One trend tipped to rock consolidators will see management buy-outs of parts of the businesses that have been sold. Towergate chief executive Andy Homer thinks this could become a real possibility.
“I don’t see any management buy-outs in Towergate but I can see it in other consolidators, history shows that when organisations grow they separate and change in shape. If Towergate had a knockout offer for one of its businesses we would seriously consider it.”
So what is the beef with consolidators? Well the picture is not pretty and consolidators have been shedding staff and downsizing. Stories of consolidators paying mega bucks up front for businesses and owners sitting on their hands before bailing out are all too common. But according to one broker whose company was sold to a major consolidator, it gave a completely false impression. He spent a year at the business before leaving to start a new firm.

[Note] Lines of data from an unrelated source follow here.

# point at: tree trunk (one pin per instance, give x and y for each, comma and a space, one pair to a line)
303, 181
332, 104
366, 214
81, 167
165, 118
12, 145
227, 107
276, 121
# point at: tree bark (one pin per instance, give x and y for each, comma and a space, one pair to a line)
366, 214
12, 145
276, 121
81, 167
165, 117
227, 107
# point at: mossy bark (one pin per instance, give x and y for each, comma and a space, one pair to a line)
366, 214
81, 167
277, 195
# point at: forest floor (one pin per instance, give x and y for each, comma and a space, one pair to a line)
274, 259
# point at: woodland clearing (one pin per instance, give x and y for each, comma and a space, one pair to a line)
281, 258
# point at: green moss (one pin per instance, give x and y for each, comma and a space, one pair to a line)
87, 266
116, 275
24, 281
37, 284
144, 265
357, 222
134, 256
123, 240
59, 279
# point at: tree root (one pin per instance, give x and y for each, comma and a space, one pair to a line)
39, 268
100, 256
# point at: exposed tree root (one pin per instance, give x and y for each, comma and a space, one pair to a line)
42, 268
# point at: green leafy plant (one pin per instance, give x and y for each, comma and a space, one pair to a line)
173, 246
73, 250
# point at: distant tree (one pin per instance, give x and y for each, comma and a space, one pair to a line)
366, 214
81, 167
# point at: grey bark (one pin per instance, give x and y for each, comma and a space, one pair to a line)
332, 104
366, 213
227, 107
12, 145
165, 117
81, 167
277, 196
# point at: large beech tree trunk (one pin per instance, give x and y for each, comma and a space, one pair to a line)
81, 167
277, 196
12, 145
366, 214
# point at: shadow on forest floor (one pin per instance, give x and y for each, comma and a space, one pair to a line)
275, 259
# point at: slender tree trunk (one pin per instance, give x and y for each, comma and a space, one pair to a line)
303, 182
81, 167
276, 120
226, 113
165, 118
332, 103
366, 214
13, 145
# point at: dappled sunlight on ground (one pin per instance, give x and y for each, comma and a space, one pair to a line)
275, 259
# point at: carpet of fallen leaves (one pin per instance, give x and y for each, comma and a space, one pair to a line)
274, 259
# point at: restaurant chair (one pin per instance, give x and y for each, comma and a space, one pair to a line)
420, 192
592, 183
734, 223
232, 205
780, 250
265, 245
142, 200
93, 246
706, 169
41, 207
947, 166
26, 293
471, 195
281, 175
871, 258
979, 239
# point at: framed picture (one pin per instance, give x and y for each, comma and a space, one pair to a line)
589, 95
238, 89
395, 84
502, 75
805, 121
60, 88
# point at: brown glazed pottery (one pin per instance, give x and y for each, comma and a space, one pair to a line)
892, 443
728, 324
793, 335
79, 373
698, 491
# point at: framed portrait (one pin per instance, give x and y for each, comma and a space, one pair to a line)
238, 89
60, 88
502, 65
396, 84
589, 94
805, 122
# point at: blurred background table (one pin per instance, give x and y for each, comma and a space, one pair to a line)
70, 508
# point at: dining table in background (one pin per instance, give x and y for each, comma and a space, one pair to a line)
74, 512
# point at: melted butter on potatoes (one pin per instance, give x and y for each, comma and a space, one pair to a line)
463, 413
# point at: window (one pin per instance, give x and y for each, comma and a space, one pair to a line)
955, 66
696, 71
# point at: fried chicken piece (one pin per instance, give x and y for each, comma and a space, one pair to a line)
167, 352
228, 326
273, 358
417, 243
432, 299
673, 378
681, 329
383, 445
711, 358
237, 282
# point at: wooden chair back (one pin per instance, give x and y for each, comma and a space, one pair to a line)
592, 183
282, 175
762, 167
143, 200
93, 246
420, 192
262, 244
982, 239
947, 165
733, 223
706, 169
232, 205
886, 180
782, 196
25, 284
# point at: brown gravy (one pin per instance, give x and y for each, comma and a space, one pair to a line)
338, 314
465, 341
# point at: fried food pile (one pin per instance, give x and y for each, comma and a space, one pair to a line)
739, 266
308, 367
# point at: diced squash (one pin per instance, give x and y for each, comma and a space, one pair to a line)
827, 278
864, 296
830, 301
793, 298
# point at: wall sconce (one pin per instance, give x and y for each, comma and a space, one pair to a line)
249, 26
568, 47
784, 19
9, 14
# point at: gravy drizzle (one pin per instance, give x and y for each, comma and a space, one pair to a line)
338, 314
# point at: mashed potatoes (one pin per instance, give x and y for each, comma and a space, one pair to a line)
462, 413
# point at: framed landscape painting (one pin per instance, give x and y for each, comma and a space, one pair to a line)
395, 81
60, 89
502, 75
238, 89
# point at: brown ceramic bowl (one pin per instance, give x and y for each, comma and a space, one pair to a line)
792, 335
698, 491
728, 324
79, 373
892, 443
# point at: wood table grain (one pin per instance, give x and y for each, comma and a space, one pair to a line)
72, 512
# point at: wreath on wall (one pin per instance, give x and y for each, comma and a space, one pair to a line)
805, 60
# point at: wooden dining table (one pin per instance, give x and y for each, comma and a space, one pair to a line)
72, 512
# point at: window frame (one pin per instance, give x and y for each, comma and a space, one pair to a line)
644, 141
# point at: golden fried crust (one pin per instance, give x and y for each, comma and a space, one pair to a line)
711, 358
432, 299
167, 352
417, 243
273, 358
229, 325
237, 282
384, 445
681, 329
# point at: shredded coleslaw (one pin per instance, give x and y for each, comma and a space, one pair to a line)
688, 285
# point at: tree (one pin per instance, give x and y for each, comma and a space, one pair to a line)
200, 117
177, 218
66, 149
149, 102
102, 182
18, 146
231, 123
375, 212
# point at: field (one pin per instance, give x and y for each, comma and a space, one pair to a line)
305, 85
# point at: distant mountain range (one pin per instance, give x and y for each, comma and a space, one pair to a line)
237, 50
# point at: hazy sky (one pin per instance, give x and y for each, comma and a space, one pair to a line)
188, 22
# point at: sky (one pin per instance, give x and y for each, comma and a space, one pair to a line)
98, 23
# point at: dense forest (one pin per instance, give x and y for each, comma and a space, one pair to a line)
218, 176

“I did not feel comfortable in the way it operated,” he explained. “It was more along the lines of mass selling. It made it clear that the ulterior motive was to go in to new markets and it was all based on commissions.
“It promised the brokers that it would not change. What I did not expect was to be told this should be placed here and that should be placed there. It treated clients like pieces of meat. Clients come first and I don’t think that it did with them.
“It was not the way I envisaged it would be. Everyone was quite shocked at how it started to pan out. It became almost a sackable offence if you did not move a client to a particular market. It was the arrogant approach that I didn’t like. Other senior people were leaving left right and centre. I was one of many.
“There are still other people starting up businesses … you have just got to be pro-active. Next year I have the right to speak to [my old] clients and I have every intention to do so. If the clients want to come back then they will come back, but if they don’t, then they don’t.”
Consultant Tony Cornell says brokers will need to have the backing to start-up in the current economic climate. “There are good people leaving consolidators, people who have sold the business and have got cash in the bank,” he says. “There are ex-employees who are fed up and for them to start a new business they would need quite a lot of capital.”
Successful start-ups
In recent months two former Towergate directors have emerged from Towergate to successfully start-up a new businesses. John McLaren-Stewart, the founder Alliance Corporate Risk Management sold to Towergate in February 2007. Earlier this month he revealed details of his new venture called BrightStar Risk Solutions.
While Ken Davie, who became the head of Towergate’s Scotland operations and regional manager following the sale of JW Group, the company he co-founded and sold to Towergate in April 2007, has a new broker, Insureness, which he has started with support from the Willis Commercial Network.
Davie said it was difficult to switch to the consolidator model. “When you are a business owner and you are used to being a decision maker and in control it is hard to change that. It is almost like you have had your wings clipped and you are slightly neutered,” he says. He said the pressure to make a return on investment also became difficult to achieve.
“It gave us an opportunity to start up in business again and to return to how we were before. I think that is possibly something that will filter through to some other companies. The pressure will be on to achieve their return.”
The outlook is bright however, according to Bluefin chief executive Stuart Reid. “Recession is a good time to start a business because your service levels are better than bigger corporations. If I was to do it again I would buy an existing broker. If they can go in buying a business they are halfway there.”
He blames the models of rival consolidators that have lost staff following acquisitions. “Any consolidator worth its salt who wants to keep hold of certain people they will, within reason do something to do so.”
Consolidators have been warned. You can take the independent out of a broker, but you can’t take the entrepreneurial spirit.